I was tempted to sub-title this "What Molly Did Next", as it was Molly Housego's popularly demanded return visit, following her well-remembered performance as Ann Boleyn two years ago. Thirty or so ladies and seven brave men were comfortably seated in the Methodist Chapel, greeting our dramatically dressed speaker with spontaneous applause before she had spoken a single word. Grace, our school-girl member, was there, as you would expect. What a pity more young people were not able to attend as these performances really bring history to life - but I do believe that Molly visits local schools.

 

 

 

 

 

 

 


 

 

 

 

The fashions of the middle class ladies in this most elegant period in history were expertly explained and equally elegantly modelled. Discussing female attire in such detail may be thought to be dull, maybe even a little embarrassing, by the average 21st Century male, but neither proved to be the case. The over-riding impression as that which I often form when contemplating female fashions, especially in a historical context: what a chore it all was, but were they not remarkably clever!
 

 

 

 

 

 

 

 

 

 

 

 

 

 

 

 

Now, as a mere male, I'm not going to attempt to go into a lot of technical detail, but a few facts stayed with me. We discovered that, beneath their elaborate costume, Georgian ladies wore stays. These were not those horrible waist-pinching, organ-crushing things called corsets, invented by the Victorians. Although reinforced by whalebone or even steel, stays were a much more natural shape and actually very comfortable. Molly told us that she had ridden a horse whilst wearing stays and, to save time, had actually driven to our meeting so attired. Their job seemed to be to gently shape and to act as the firm foundation to which other parts of the overall costume were attached.
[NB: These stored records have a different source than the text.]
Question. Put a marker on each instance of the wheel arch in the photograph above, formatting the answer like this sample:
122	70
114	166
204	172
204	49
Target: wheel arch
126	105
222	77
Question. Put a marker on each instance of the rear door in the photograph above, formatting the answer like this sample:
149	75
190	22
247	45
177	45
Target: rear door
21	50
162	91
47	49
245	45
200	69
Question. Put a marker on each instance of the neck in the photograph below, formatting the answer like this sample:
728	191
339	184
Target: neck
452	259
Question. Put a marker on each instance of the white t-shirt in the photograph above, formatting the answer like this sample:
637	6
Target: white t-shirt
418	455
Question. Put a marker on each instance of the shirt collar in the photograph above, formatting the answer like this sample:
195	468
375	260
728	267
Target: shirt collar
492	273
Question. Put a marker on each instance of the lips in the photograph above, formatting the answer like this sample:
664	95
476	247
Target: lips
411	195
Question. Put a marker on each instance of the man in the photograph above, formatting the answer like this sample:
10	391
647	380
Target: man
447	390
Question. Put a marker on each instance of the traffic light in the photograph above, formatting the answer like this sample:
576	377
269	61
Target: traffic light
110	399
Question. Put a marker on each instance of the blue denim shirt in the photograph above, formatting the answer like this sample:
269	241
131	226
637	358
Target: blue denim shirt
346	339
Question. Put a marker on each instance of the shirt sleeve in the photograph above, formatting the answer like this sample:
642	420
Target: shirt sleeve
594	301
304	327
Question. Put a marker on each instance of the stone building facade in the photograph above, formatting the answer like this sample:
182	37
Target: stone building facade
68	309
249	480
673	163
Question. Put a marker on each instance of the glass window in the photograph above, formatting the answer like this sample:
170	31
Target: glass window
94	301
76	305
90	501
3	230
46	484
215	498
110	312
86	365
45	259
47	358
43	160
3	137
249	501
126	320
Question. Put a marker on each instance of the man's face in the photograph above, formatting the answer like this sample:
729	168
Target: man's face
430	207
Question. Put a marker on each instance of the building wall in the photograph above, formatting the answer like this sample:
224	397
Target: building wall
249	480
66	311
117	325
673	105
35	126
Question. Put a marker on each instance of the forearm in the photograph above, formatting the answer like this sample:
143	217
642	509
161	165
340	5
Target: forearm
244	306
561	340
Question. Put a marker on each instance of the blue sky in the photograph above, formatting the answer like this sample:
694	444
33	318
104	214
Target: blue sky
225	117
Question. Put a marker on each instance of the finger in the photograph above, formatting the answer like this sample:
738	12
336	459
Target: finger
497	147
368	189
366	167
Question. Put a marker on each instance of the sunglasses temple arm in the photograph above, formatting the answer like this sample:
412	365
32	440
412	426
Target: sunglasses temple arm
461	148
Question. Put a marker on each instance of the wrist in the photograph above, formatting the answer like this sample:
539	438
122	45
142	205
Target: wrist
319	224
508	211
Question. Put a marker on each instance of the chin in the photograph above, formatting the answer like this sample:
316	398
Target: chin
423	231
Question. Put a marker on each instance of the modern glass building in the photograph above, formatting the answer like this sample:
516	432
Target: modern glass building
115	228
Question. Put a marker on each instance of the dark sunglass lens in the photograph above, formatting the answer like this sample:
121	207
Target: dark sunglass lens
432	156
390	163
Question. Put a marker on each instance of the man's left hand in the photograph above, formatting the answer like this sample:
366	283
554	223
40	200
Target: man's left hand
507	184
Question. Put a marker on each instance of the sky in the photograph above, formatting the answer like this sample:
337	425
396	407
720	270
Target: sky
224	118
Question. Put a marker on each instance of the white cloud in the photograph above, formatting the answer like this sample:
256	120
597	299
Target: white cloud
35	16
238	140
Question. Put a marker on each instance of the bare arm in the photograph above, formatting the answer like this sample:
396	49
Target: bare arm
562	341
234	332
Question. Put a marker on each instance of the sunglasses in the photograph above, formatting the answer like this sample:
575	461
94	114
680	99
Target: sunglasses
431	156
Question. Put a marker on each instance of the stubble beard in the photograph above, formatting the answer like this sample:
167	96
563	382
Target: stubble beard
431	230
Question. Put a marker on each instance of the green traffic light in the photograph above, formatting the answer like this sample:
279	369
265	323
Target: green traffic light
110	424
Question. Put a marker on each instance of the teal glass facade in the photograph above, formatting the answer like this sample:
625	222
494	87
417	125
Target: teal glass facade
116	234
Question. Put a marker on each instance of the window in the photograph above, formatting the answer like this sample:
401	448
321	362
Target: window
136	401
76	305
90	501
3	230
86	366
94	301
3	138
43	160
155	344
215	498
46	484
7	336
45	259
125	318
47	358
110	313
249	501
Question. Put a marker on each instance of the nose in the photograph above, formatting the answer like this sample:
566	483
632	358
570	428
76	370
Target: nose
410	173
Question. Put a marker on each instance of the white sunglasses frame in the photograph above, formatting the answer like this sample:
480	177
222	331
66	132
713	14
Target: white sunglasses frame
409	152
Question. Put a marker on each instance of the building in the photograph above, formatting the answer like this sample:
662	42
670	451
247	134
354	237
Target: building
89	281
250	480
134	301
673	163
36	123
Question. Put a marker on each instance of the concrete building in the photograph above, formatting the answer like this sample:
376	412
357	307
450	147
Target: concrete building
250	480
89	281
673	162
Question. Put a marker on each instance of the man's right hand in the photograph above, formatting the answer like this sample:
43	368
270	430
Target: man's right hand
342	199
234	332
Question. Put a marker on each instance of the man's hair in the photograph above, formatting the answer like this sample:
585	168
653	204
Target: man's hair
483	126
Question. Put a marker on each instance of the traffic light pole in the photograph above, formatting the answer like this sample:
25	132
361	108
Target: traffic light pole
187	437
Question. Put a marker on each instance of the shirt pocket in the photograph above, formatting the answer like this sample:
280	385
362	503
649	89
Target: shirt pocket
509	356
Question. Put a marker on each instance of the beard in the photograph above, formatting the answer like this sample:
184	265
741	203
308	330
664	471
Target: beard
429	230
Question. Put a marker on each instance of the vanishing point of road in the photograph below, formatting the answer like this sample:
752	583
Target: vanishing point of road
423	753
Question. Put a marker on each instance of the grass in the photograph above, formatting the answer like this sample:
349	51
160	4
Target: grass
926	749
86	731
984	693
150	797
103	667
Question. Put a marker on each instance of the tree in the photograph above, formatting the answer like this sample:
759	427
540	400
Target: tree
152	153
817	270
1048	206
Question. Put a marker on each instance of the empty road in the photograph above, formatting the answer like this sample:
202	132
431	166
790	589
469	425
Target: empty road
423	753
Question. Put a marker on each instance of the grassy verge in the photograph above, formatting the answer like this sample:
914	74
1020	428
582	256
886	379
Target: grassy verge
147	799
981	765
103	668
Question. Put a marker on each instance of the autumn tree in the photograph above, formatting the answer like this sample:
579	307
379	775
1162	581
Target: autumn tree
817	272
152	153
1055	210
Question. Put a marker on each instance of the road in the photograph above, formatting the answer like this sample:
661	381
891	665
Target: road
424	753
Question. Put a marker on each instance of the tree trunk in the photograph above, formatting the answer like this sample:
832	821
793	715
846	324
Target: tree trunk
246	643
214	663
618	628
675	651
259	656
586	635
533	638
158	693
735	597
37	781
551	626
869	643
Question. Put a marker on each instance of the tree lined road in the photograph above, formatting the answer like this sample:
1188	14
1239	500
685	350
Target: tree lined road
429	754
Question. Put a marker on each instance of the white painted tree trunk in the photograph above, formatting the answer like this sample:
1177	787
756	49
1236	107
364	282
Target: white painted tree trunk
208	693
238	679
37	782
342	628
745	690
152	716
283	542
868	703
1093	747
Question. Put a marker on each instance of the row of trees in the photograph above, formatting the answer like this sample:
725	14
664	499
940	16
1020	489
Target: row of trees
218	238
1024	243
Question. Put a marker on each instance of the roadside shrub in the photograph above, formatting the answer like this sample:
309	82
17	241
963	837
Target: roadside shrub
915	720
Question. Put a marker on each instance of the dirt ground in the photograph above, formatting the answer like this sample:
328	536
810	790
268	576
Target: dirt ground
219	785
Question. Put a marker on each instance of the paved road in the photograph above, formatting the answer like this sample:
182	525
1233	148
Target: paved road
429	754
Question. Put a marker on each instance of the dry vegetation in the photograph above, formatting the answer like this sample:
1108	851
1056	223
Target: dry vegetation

Pins were much in evidence. Amorous suitors needed to beware: those ladies were held together by pins. Above the waist was a nicely tailored bodice, but in front and below what looked like a dress was an assemblage of pieces of linen or silk, pinned to they stays or tied round the waist and then fixed into elaborate drapes and bunches. Remove a few pins and ties and suddenly the dress acquired a train several feet long. Clever.

Just as Jane Austen told us, ribbons were in high demand: to tie on your bonnet, to keep up your stockings, to join various bits together, to weave into decorations and generally to convert last year's old dress into this year's height of fashion. Clothes were expensive, difficult to clean and had to be made to last. For the ordinary girl, ribbons were the answer.

After the talk, Molly was overwhelmed with questions and then besieged by ladies examining the clothes, many of which she had made herself with great attention to period detail. There was talk of her coming again to cover another period, but maybe as a double act to let men's historical wear get into the picture as well.